# Obtain $\{h_1,h_2,\ldots\}$ from $\{f(0),f(1),f(2),\ldots\}$ with $f(s)=\sum_{i=1}^n \exp(-h_i s)h_i$

I need to obtain $$\{h_1,h_2,\ldots\}$$ when given $$\{f(0),f(1),f(2),\ldots\}$$ with $$f$$ defined as follows $$f(s)=\sum_{i=1}^n \exp(-h_i s)h_i$$

We know that $$h_i>0$$. Is there a way to do this numerically in Mathematica?

As a realistic example, take $$h_i=i^{-p}$$ with $$p>1$$, so we can produce $$\{h_i\}$$ and $$\{f(s)\}_s$$ for testing. I’d be very curious to see if the backward method can be fixed in the snippet below to produce correct values. (without relying on knowledge that $$h_i=i^{-p}$$)

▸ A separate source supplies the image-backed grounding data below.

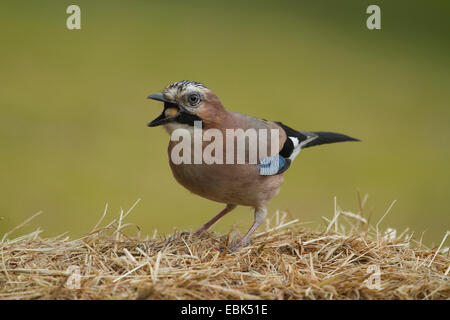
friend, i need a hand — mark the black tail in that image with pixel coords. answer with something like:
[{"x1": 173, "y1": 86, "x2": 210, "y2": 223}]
[
  {"x1": 303, "y1": 131, "x2": 360, "y2": 149},
  {"x1": 275, "y1": 122, "x2": 359, "y2": 155}
]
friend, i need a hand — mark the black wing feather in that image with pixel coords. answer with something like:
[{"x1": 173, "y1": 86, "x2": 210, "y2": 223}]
[{"x1": 276, "y1": 122, "x2": 359, "y2": 154}]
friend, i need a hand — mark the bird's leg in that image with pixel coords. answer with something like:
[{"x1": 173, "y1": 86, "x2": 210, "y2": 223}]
[
  {"x1": 229, "y1": 207, "x2": 267, "y2": 251},
  {"x1": 194, "y1": 204, "x2": 237, "y2": 236}
]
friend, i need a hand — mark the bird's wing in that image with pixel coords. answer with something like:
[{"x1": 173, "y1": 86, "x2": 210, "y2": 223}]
[
  {"x1": 225, "y1": 112, "x2": 290, "y2": 176},
  {"x1": 224, "y1": 114, "x2": 358, "y2": 176},
  {"x1": 227, "y1": 112, "x2": 287, "y2": 155}
]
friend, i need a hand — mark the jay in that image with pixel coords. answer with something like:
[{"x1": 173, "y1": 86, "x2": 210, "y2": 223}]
[{"x1": 147, "y1": 80, "x2": 358, "y2": 251}]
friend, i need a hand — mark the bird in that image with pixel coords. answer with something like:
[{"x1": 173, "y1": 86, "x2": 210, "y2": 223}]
[{"x1": 147, "y1": 80, "x2": 359, "y2": 251}]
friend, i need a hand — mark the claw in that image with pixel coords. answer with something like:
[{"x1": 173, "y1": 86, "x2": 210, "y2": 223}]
[
  {"x1": 228, "y1": 237, "x2": 252, "y2": 252},
  {"x1": 167, "y1": 231, "x2": 190, "y2": 242}
]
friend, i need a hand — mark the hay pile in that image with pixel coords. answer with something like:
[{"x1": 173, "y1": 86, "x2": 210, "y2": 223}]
[{"x1": 0, "y1": 200, "x2": 449, "y2": 300}]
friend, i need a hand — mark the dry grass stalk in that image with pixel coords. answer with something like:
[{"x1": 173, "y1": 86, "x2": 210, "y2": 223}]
[{"x1": 0, "y1": 199, "x2": 449, "y2": 300}]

p = 2; n = 10; hi = Table[i^-p, {i, 1, n}]; forward[s_] := Total@fixnan@Table[Exp[-h*s] h, {h, hi}]; fi = Table[forward[s], {s, 0, 20}]; (* 20 is arbitrary,can use more *) backward[fi_] := ConstantArray[1, n]; Print["Error: ", N@Norm[hi - backward[fi]]] (* Error:2.82533,but want small *) 

background this would let one get get spectrum of the Hessian just by knowing the sequence of loss values seen during gradient descent (mathoverflow post).